In reality, bitcoin frees central banks from regulating the money supply. As central banks tend to devalue money over time through inflation. So, that is why they are too much famous these days.
Cryptography means the art of writing codes. Codes are cryptic because they demand to understand. Cryptographic currencies refer to a currency made through writing codes!
The first cryptocurrency to go viral was Bitcoin made by Satoshi Nakamoto. It is a currency without a physical form. So, it doesn’t have any bills or coins, but it can be accessed through the internet and spent like liquid money.
In a normal payment structure, when you make an online payment, it goes to a bank. Which keeps a record of all the transactions happening between these two parties. Also, makes sure that a transaction doesn’t happen twice. It inspects whether the transaction is legal or not.
Moreover, either the parties sending the money has enough funds to send, keep an eye on it. So, in this process, you need a middle party like the bank. As it keeps a record and makes sure nothing suspicious happens.
In cryptocurrencies, however, no intermediaries are essential to be in. If you remember our previous article about Blockchains, they use a peer-to-peer method. Where each party has to confirm that the new block of information made is correct.
This system is in the new cryptocurrencies as well. Rather than a bank confirming and verifying information. Blockchains do it by sending information into the network. Also, confirming with everything when a new blockchain is made. This is why they are the deregulated currencies because they do not need a regulatory body.
You must know that it takes a certain fee for you. If you want to do an online transaction or fund transfer whether do it through a bank or an online wallet. However, it takes zero or close to zero fees for you to do transactions in cryptocurrencies. This makes a more economical option for people to use.
You can’t go to your bank at 2 am, can you? But you can do your transactions with cryptocurrencies at any time of the day. Plus, there is no limit to how many transactions you can do or withdrawals.
There is an unlimited number of things you can do with crypto, which also opens it up to anyone for use. You don’t have to fill out any paper forms and wait for weeks for your account to exist; all is done in a matter of minutes.
In this day and age, many people are working for companies far away from where they live. It is the age of remote work. It means people need compensation for their work through digital transactions.

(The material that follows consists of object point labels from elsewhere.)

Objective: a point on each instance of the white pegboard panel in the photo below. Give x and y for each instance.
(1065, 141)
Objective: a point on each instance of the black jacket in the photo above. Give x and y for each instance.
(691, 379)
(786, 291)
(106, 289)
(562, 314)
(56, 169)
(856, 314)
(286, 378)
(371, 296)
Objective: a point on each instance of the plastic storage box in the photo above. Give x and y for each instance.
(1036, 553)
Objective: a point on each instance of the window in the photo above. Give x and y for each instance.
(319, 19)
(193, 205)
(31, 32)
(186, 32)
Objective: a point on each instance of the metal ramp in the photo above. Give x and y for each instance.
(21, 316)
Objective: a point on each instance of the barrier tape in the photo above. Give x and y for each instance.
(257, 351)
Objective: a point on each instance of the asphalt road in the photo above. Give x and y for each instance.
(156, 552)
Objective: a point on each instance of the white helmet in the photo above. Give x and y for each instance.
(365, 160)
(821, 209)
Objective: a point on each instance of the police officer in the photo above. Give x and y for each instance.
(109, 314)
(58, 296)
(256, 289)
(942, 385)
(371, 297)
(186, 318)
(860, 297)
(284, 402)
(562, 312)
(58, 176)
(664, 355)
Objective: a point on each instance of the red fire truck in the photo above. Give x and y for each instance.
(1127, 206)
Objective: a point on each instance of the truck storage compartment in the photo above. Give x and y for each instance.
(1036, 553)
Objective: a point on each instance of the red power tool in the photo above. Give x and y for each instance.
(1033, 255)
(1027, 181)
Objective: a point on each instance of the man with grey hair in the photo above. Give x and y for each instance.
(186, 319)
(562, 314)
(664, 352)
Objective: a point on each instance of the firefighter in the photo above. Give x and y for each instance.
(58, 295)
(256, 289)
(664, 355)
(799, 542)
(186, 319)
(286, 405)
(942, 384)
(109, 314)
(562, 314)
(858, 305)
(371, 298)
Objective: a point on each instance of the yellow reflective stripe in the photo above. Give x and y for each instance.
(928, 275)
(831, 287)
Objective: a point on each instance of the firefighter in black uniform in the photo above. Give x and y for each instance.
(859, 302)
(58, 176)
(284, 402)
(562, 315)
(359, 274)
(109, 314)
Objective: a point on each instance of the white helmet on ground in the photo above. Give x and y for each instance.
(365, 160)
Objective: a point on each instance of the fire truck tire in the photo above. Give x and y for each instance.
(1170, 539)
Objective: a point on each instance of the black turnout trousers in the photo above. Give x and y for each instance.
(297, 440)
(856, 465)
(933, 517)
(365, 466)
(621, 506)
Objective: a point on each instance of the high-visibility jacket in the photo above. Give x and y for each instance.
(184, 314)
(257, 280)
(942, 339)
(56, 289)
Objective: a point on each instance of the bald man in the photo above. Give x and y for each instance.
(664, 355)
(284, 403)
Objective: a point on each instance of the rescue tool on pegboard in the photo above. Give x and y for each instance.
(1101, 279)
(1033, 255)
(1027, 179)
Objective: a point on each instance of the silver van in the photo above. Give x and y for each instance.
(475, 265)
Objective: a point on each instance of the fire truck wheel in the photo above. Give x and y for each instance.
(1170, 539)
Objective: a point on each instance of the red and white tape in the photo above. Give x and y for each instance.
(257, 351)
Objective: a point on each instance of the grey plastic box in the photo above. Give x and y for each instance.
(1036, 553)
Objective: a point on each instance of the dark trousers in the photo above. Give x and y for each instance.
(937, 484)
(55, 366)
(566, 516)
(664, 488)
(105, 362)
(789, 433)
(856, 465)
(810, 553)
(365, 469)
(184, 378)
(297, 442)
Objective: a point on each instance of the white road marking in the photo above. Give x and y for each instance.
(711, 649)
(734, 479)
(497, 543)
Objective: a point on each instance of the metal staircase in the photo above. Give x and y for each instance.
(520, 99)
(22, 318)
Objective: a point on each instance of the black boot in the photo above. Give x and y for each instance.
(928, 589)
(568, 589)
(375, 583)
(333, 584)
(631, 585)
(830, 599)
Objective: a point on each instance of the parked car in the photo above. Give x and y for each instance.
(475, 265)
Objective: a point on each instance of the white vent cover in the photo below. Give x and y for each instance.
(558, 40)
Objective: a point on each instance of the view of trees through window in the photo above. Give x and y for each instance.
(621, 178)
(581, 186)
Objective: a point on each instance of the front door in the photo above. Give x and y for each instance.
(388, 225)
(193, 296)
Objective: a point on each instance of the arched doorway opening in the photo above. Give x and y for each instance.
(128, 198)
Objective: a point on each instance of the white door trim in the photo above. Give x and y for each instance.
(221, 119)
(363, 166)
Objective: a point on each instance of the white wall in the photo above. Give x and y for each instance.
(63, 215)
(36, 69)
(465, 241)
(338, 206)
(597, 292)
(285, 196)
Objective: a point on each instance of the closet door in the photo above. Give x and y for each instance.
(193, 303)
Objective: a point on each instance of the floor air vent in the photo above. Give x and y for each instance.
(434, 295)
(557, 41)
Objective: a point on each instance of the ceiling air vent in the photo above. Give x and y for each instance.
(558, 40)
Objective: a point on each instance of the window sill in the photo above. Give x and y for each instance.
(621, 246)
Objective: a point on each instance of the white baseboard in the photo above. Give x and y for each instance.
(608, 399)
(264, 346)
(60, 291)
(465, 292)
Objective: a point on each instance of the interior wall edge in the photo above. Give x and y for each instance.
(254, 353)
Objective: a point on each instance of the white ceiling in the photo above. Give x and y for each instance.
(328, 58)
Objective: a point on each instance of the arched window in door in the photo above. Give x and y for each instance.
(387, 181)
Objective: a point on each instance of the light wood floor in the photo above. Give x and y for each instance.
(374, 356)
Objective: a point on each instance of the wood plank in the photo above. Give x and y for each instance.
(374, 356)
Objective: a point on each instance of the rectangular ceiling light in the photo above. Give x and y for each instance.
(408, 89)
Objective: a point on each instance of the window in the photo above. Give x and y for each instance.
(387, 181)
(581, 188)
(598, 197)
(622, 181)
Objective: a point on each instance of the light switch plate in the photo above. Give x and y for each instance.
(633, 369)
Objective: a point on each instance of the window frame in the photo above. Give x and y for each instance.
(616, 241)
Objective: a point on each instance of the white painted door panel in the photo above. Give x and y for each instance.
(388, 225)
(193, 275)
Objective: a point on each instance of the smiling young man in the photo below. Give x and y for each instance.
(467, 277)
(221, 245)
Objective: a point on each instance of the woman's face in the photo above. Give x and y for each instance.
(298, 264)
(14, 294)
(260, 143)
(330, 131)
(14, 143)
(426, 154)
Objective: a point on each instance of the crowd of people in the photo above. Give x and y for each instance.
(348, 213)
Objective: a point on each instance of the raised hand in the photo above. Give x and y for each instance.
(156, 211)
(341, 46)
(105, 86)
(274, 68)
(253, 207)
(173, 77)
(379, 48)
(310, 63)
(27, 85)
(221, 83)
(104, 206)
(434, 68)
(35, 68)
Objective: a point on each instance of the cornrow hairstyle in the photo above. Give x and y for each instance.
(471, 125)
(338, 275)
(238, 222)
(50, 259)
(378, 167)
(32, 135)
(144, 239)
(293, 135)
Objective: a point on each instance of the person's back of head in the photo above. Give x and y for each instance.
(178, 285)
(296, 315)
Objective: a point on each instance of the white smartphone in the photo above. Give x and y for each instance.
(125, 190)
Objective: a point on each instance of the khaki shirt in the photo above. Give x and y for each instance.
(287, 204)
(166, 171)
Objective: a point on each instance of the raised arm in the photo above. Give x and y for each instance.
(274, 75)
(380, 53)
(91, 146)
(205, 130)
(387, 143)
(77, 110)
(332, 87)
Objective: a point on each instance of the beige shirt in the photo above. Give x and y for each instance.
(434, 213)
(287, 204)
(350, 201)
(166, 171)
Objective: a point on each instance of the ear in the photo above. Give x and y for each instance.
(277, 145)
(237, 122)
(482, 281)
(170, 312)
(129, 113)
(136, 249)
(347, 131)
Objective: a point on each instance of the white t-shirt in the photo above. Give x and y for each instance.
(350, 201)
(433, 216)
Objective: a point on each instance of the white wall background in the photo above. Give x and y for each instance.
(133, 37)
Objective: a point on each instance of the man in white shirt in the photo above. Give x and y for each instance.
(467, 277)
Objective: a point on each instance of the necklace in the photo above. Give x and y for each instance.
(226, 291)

Yet, when these are international, they tend to incur higher fees. Cryptocurrency solves this problem with little to no fees for such transactions. Moreover, it allows for companies like Gaper.io to pay and get paid easily.
Cryptocurrency is used to make purchases, but it is not yet widely accepted as a means of payment. You’ll need a cryptocurrency wallet if you want to pay someone. Also, if you want to store payment, take cryptocurrencies.
It just takes a few minutes to set up a secure account. Moreover, you can use your debit card or bank account to purchase cryptocurrencies. Cryptocurrency is used as a replacement for stocks and bonds as an investment.
Whether you can conduct secure transactions using crypto depends on what you’re attempting to buy. If you want to spend bitcoin at a store that doesn’t take it directly. However, in this case, a cryptocurrency debit card can be used.